Link WrayLink Wray Polydor PD-24-4064 (1971)


It is often the case that musical innovators languish in obscurity, or something close to it.  In rock, there are examples all over, like The Velvet Underground.  Link Wray is another.  He is best known for his raw 1958 instrumental classic “Rumble,” which paved the way for The Kinks‘s “You Really Got Me,” Pete Townshend‘s monster guitar power riffing with The Who, and much of the surf-rock genre.  But commercial success didn’t really come his way.  “Rumble” was something of a flash in the pan hit, but after recording a whole album of prime material, his clean-cut label dropped him without releasing his recordings — a story that might have been quite different if Wray had somehow found his way to the attention of Sun Records.  He bounced to a few other labels, but the momentum from “Rumble” was largely lost and soon the moment had passed to other sounds.  He became something of a footnote in rock history: the guy who added raw, improvised (as in makeshift) distortion to rock guitar.

If all you know of Link Wray is “Rumble,” or some excellent if now little-known follow-up instrumentals like “Raw-Hide,” “Jack the Ripper” and “Fat Back,” or even his later career efforts like Barbed Wire that modernized his original sound without losing the raw energy, Link Wray might be a surprise.  It sounds nothing like Wray’s signature early instrumental rock.  This is music that bears more resemblances to the country rock of The Basement Tapes by Bob Dylan & The Band crossed with the swampy southern rock of Creedence Clearwater Revival or Dr.
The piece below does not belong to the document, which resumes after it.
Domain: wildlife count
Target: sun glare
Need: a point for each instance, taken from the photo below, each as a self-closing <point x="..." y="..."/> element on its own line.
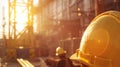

John, but with searching, moody and almost existential songwriting of the kind that showed up later in the decade on Dennis Wilson‘s cult classic Pacific Ocean Blue.  Link Wray is the blueprint for The Rolling Stones‘s Exile on Main St.  Wray’s soulful vocals recall Felix Cavaliere of The Rascals.  That is no small feat.  Link Wray’s early recordings were instrumentals for a reason: he had his left lung removed after contracting tuberculosis (consumption) during military service in the Korean War.

By the dawn of the 1970s the center of gravity for rock — and by extension all pop music — was shifting away from New York City and Britain toward California.  West Coast studios were ahead of their Eastern peers in adopting more elaborate recording technologies and techniques.  The very sound of rock music was also growing more complex and intricate, with symphonic rock, rock operas, glam and prog gaining steam.  Even just within the realm of singer-songwriters, the more overtly produced and orchestrated styles of the likes of Elton John and Randy Newman were overtaking the simpler, mostly acoustic folk of popular 60s performers epitomized by Joan Baez.  Amidst all that Link Wray was yet again cutting against the grain of the industry establishment.  He set up his own three-track studio in a converted chicken coop on his family’s farm in Accokeek, Maryland.  In that setting he experimented with his own sound in relative seclusion (as with The Basement Tapes).  He recorded this in that primitive fashion.  The album is no joke.  It exudes complete honesty, even to the point of being somewhat blunt and ungainly at times.  But Wray’s lethargic guitar sounds just fine in a georgic setting far removed from his characteristic power chords.  Muffled piano and vocal choruses bolster the hopeful messages nestled in the murky, indistinct sound.  Link Wray is a little beauty that deserves another look, hopefully someday to be rescued from the obscure and dusty corners of early 70s rock.